James took his seat in the couple of her chair.

Magnus chose to stand beside the fireplace. “Your choice in correspondence has left me quite intrigued. It’s not often that one of your kind asks my permission before showing up at my doorstep. You either don’t want anyone to know you’re here or one of you has been raised with manners.”

“When have I ever just shown up at your doorstep?” asked James.

“Who said I was referring to you?” said Magnus, his eyes flickered to James’s wrist. “Aw, broken free from the manacle, I see. How did you manage it? Is that what this is about then?”

James gripped his wrist with his other hand. He glanced to Cordelia, probably weighing her reaction, and then back to Magnus. “We’re not here for me. It’s Cordelia.”

Magnus crossed his arms over his chest. “Aw, the young miss Carstairs. You look much better since I last saw you. You seem to have recovered nicely since your rendezvous with the prince of hell.”

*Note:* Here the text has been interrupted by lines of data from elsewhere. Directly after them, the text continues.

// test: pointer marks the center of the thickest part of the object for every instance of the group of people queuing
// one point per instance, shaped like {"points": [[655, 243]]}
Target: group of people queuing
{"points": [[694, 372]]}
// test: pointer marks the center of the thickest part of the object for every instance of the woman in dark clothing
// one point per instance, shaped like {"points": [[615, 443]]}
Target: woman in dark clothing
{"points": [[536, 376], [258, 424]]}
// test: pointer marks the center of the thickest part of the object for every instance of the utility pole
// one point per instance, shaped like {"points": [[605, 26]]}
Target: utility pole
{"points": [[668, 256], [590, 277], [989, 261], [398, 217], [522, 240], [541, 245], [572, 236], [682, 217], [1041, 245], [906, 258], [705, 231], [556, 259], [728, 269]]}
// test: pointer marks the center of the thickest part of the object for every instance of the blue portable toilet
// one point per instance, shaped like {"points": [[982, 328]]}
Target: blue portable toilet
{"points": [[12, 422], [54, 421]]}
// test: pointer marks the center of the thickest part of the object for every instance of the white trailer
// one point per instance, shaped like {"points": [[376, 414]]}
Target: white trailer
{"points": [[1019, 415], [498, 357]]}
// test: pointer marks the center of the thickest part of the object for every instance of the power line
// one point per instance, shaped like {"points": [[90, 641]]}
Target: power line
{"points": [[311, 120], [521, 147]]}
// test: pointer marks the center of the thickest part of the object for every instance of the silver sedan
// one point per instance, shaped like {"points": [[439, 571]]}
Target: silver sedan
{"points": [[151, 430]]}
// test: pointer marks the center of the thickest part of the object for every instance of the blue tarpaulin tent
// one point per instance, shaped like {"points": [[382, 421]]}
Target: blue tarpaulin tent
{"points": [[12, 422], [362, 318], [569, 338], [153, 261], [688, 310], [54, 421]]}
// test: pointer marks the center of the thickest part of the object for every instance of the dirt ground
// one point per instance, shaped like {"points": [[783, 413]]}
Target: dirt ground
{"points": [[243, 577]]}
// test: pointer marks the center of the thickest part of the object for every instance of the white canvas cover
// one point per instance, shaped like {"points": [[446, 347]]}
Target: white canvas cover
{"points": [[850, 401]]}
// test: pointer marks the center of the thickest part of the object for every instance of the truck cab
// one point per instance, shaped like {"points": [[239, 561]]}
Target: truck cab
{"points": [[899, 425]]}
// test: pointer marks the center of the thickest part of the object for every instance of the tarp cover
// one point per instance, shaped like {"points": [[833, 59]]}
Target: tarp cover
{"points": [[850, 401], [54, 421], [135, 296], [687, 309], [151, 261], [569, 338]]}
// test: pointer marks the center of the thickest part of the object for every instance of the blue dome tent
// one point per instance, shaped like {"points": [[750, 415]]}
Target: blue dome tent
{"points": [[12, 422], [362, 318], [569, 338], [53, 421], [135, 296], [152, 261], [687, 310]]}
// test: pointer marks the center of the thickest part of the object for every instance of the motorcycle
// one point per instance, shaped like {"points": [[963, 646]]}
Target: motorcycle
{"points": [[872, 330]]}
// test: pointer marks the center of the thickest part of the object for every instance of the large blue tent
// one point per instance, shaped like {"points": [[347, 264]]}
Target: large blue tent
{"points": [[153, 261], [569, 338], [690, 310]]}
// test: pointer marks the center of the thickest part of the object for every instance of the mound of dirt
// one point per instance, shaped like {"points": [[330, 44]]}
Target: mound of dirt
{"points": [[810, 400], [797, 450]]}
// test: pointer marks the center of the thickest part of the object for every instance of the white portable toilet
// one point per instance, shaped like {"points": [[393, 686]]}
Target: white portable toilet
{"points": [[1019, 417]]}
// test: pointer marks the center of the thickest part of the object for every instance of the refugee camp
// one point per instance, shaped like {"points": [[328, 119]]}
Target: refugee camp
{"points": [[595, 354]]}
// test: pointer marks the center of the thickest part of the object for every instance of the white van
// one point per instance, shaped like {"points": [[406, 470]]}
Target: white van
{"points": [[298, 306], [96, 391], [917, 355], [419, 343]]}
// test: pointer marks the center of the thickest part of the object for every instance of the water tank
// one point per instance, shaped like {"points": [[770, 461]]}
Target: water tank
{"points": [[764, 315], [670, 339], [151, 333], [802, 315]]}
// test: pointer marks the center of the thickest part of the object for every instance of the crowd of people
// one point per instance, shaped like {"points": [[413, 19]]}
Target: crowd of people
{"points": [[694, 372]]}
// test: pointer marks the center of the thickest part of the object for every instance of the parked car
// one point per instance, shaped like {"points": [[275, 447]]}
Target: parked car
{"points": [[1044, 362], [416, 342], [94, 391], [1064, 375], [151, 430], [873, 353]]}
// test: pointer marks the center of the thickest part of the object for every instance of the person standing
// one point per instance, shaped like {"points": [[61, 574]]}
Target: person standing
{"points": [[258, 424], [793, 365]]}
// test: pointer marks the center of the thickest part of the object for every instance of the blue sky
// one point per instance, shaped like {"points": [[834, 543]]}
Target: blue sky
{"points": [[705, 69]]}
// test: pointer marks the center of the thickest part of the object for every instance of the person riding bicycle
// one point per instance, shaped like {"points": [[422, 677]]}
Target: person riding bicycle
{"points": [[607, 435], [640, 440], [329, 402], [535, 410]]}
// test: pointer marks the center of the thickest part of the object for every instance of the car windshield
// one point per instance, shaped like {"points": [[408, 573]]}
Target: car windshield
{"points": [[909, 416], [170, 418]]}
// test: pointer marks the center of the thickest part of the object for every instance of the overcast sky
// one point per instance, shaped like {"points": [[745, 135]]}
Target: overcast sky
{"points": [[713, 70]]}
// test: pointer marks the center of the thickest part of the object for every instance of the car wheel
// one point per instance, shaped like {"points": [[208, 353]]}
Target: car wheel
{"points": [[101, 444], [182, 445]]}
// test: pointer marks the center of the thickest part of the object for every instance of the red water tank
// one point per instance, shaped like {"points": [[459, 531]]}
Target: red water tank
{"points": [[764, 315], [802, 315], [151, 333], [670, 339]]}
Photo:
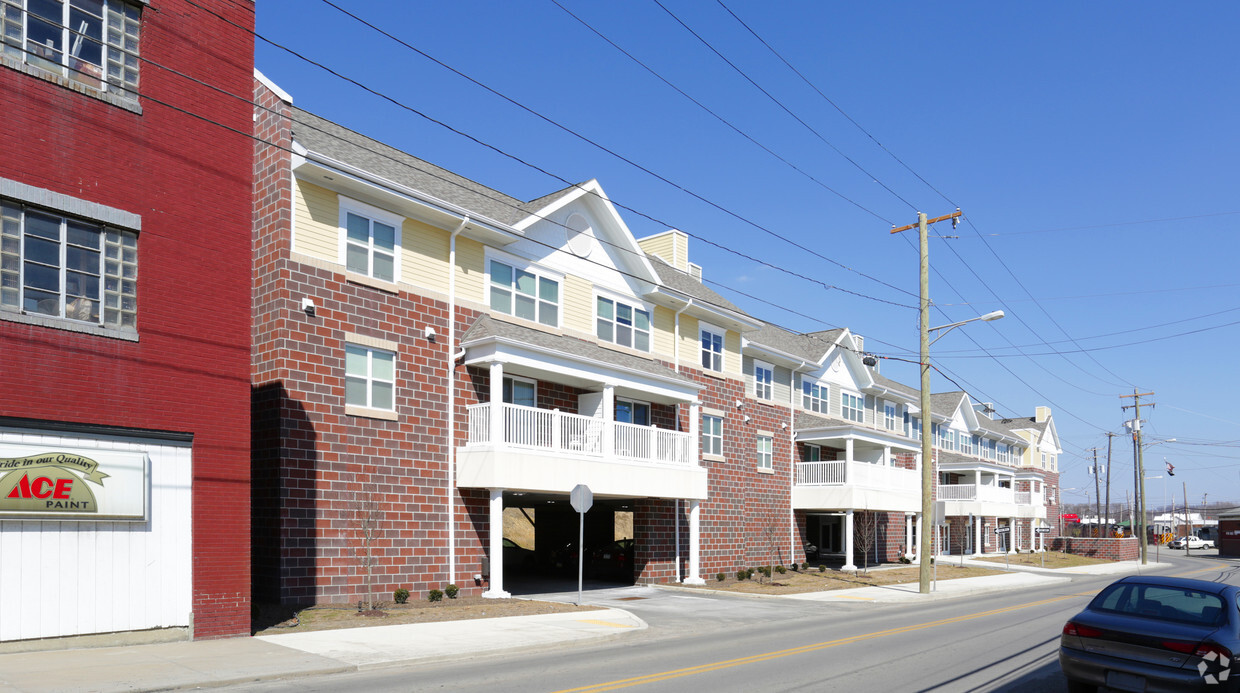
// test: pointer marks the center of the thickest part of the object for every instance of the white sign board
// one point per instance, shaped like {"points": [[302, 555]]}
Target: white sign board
{"points": [[582, 497], [61, 482]]}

“I wouldn’t call it a rendezvous as much as an unsuccessful kidnapping,” said Cordelia and allowed the comfort of Cortana strapped to her back to fight off the memory of being held against her will. Perhaps it was best that she didn’t remember any of it. What if he’d done something unspeakable to her.

“Tell me what ails you and I will see if I can help,” said Magnus.

“When I woke from my coma,” said Cordelia, taking a deep breath, “its seems that I have forgotten everything after the moment I got into the carriage with my brother to go to Alicante. I don’t remember being attacked, I don’t remember Belial, and I don’t remember how I got back except for what Lucie and James have told me. We were hoping that you would be able to gain access to my memories to hopefully learn what we can about Belial and his plan.”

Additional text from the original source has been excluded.